I wrote this over four years ago. Reading it now it is as if someone else wrote these words. What remains the same, however, is that I find the reasoning compelling. Do you find any flaw in the reasoning?
Help out an old man on the precipice. How is it that there is to us an external world? I am not doubting that there is an external world. We would agree, I think, that we are only speaking metaphorically when we speak of experiencing ourselves from the inside. Why is it not equally metaphorical to speak of experiencing an outside. Space after all is not a sense perception. Isn't it a construction of the brain? A part of that construction is that we experience the world as something apart from the very brain that constructed it. O ghost of Parmenides!! There must be some simple answer for this question. You are all sensible, smart, sane folk. Help out a simple-minded old man! I have not yet leaped to the conclusion that there is no external world at all. I know you have papers to write or grade and a multitude of mundane matters to attend to and your share of sisyphean labor as well. And surely more worthwhile things to think about. As do I, except I can't shake this sense of the unreality of reality. Perhaps over the weekend. Or direct me to a wise man who can explain this to me, other than a psychotherapist.
Day Two: No help has arrived. So I'll try again.
I am arguing that all input from the external world is translated into the binary system of the neuronal process. The brain then recreates the external world as a hypothesis that it is continuously testing. The recreation is, however, never the world as it is. Even the externality of the world is a creation of the brain, not just colors or any other qualities. There is, so to speak, no transparency between our experience and the objects of that experience. Our experience is always hypothetical; we walk through our world through our own internal projection of it. It is unnerving to me.
Day Three: Help has come from my old dialogue partner, Jordan Fleischer.
Jordan Fleisher: I definitely agree with your ideas about our internal world. One thing I think we must consider though is that there is a definite connection between the external and internal world. Although our experience is only a hypothesis of the external world, our experience only exists because of the external world. After all, our brains create our experience, and our brains are part of that external world. Does this make sense? So while our experience is just an internal projection, I think that necessary connection is what enables us to feel as if the external world must also exist.
Hugh Himwich: I agree that the external world must exist, but radically and perhaps necessarily other than we can ever possibly know. (Reminds me here of some statements about God.) We are caught up in existence and are part of what we speak of as external-- but what really exists is neither external nor internal.
Jordan Fleischer: If what really exists is neither external nor internal, what really exists?
Hugh Himwich: There is no way of knowing. The external exists only from our perspective. The most we could say is: Not This.

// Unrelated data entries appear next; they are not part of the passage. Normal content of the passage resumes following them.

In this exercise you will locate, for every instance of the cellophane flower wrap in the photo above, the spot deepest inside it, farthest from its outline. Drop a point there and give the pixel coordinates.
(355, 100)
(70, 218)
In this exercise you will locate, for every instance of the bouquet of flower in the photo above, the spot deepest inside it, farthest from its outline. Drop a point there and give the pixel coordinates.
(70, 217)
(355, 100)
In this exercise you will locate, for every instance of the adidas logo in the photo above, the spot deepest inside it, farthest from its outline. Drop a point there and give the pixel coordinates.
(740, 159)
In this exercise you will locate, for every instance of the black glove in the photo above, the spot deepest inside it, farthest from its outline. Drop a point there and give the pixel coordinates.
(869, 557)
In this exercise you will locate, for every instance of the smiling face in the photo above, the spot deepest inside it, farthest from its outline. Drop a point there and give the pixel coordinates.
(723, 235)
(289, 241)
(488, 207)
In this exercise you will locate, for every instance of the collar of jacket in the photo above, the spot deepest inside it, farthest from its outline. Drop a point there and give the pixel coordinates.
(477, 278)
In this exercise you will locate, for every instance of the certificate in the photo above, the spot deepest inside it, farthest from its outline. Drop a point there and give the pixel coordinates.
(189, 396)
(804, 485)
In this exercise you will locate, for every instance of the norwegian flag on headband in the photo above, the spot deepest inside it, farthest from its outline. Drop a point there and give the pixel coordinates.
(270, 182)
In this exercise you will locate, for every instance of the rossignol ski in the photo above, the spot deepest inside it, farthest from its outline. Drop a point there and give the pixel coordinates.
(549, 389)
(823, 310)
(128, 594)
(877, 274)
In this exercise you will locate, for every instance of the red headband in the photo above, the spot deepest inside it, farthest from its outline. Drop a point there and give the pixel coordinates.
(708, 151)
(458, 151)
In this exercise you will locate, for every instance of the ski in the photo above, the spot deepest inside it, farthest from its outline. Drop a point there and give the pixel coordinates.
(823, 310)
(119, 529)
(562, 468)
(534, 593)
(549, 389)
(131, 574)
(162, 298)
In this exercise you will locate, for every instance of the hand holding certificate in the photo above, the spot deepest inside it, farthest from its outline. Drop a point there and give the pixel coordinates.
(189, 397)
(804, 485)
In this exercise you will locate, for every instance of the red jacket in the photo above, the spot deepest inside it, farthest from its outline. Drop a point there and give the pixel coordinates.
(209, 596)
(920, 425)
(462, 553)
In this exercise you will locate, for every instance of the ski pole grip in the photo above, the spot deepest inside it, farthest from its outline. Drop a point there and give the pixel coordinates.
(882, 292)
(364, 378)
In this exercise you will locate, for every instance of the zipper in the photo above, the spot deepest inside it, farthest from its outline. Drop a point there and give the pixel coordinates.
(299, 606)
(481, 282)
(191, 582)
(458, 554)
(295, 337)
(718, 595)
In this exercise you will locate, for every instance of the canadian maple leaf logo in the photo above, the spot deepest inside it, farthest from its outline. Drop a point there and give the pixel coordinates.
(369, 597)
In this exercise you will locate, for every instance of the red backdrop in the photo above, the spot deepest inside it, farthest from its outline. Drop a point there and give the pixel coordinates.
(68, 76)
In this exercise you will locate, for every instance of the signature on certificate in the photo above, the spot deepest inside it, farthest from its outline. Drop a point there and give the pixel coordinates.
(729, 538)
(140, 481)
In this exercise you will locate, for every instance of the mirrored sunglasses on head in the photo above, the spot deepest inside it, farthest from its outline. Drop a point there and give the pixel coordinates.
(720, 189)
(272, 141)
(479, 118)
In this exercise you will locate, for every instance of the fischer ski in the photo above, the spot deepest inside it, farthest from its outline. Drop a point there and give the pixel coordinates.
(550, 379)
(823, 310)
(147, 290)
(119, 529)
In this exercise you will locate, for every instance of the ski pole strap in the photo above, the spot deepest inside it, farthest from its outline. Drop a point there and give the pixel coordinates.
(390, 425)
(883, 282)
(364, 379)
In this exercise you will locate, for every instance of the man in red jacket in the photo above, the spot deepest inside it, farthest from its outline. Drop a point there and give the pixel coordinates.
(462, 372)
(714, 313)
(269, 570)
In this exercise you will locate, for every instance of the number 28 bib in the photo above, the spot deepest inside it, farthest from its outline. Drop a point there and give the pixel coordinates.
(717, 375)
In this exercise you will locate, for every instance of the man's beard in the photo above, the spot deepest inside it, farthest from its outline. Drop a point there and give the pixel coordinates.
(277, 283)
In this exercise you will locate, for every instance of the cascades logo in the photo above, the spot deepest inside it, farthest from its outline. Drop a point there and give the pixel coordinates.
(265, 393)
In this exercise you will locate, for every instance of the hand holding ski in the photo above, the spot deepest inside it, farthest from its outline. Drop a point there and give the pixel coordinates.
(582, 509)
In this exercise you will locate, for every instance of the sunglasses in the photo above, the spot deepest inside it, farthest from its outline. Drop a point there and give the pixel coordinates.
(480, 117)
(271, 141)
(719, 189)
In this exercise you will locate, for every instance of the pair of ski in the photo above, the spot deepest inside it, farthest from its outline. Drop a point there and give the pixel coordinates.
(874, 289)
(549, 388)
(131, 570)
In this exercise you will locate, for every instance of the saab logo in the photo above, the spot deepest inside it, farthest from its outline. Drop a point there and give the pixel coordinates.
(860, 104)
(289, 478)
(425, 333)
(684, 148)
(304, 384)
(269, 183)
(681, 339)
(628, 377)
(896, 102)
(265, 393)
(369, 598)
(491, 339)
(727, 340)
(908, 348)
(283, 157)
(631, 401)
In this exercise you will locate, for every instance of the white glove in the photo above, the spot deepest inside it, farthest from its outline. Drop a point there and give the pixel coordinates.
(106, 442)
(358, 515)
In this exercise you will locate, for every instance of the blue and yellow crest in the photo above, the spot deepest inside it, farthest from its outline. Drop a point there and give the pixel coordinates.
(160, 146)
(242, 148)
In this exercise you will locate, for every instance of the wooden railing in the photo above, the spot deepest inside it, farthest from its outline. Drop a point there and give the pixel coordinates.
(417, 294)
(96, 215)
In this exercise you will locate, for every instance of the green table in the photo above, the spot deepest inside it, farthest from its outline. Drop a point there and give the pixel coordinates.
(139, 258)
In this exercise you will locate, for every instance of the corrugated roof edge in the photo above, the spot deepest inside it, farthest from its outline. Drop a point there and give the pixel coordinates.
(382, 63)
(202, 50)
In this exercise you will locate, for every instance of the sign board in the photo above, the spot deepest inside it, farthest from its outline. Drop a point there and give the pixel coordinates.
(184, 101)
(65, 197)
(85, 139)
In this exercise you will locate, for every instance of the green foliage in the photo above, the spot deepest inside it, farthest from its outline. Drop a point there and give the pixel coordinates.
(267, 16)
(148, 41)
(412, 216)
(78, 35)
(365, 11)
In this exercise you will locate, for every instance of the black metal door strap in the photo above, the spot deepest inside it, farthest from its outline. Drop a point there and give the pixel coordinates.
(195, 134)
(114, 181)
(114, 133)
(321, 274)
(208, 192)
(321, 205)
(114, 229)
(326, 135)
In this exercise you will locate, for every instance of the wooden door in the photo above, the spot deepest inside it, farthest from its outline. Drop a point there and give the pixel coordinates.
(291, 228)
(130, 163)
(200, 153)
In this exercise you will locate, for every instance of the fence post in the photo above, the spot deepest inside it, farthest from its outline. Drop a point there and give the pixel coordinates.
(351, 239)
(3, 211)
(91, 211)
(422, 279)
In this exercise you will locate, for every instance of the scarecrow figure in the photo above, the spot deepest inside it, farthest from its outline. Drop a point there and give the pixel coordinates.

We are always and everywhere a negation of being. This does not mean that science cannot discover aspects of reality that are useful, but we often mistake our ability to make nature work for us for knowledge of existence itself. It may be existence is so radically different from our understanding -- no matter how efficacious that understanding may be -- that to talk about advancement in knowledge is like talking about progress in our understanding of what it is like to be another person. We may be able to seize upon patterns and even make predictions, we may even discover the neurological correlate for consciousness, but what it is like to be that other person necessarily eludes us. So too existence.
Jordan Fleischer: I think I understand your argument. If I'm not mistaken, we can never trust our perception of the external world to be an accurate reflection of the external world as it really is. However, would you agree that by the simple fact that we do perceive an external world, an external world of some sort necessarily exists? I agree that all we know is the external world from our perspective, but I feel that because our perception exists, some sort of external world must be causing our perception.
Hugh Himwich: I agree that the external world exists as a kind of mode of being, the other mode being the internal. Shades of Spinoza here. I think I am proposing something more radical, however, than that our perceptions of the external world are merely hypothetical. I am arguing that externality itself is a construction as well as the internal and that two really are one. This "one" is inaccessible from the internal side (1st person) or the external (3rd person). The mind/body problem results from this dual inaccessibility with the result that this problem is not resolvable from either the 1st person or 3rd person perspective. Consequently, I argue that the external world is an illusion (as is the internal), not in the sense that the external world is nothing but that it does not exist as we suppose it to be, that is external. Reality is not out there or in my mind. It transcends both objectivity and subjectivity. We know this because of the failure of either to account for what we are. We ourselves are the proof that the two are one. We just can't get to it other than by being. I am proposing a different kind of existential philosophy.